I got black-box (too big to analyze) boolean formula f(...) with 3 sets of input arguments: $x_1... x_i, y_1... y_j, z_1... z_k$. And I want to find such values for x-arguments that for every y-arguments exist z-arguments witch satisfy formula: $(x_1...x_i): \forall (y_1...y_j) \exists (z_1...z_k) f(x_1...x_i, y_1...y_j, z_1...z_k)$
I want encode this quantified boolean formula to DIMACS CNF format and use SAT-solver to find such $x_1...x_i$ values.
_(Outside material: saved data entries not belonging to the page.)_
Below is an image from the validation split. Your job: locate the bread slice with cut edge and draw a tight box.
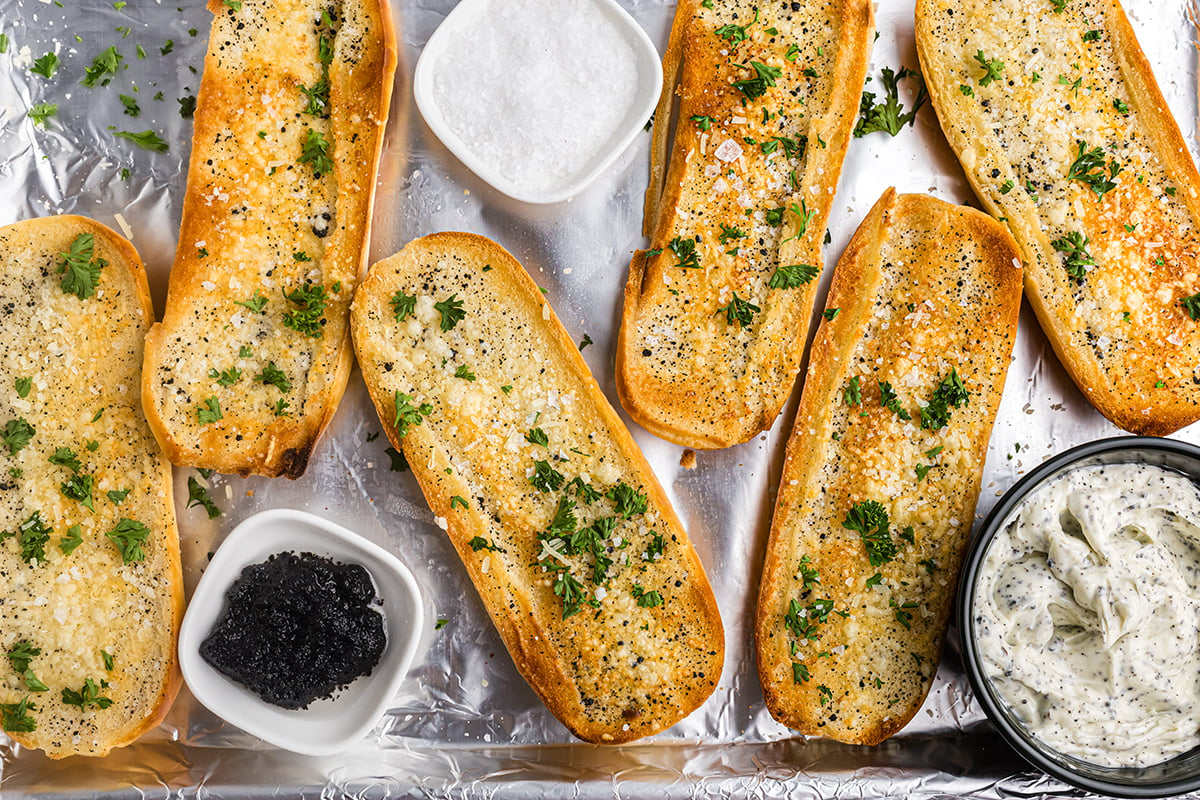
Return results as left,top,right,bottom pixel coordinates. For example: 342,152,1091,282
0,216,184,758
352,233,725,744
617,0,875,450
917,0,1200,435
755,190,1021,745
144,0,396,477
I think its possible by iterating over all $2^j$ $(y_1...y_j)$ value substitutions (substitute true or false for every $y$), adding new set of z-arguments for each of them, substitute them to f(...) and joining them with conjunction: $f(x_1...x_i, false...false, (z_1)_1...(z_1)_k) \land f(x_1...x_i, false...true, (z_2)_1...(z_2)_k) \land ... \land f(x_1...x_i, true...true, (z_{2^j})_1...(z_{2^j})_k)$
Problem of that solution that it will generate exponential (dependent on count of y-arguments) large boolean formula with $2^j$ conjunctions and then require exponential time from size of this formula to solve SAT.
Is there a more compact way to reduce this formula to formula without quantifications? Or any other way with less complexity?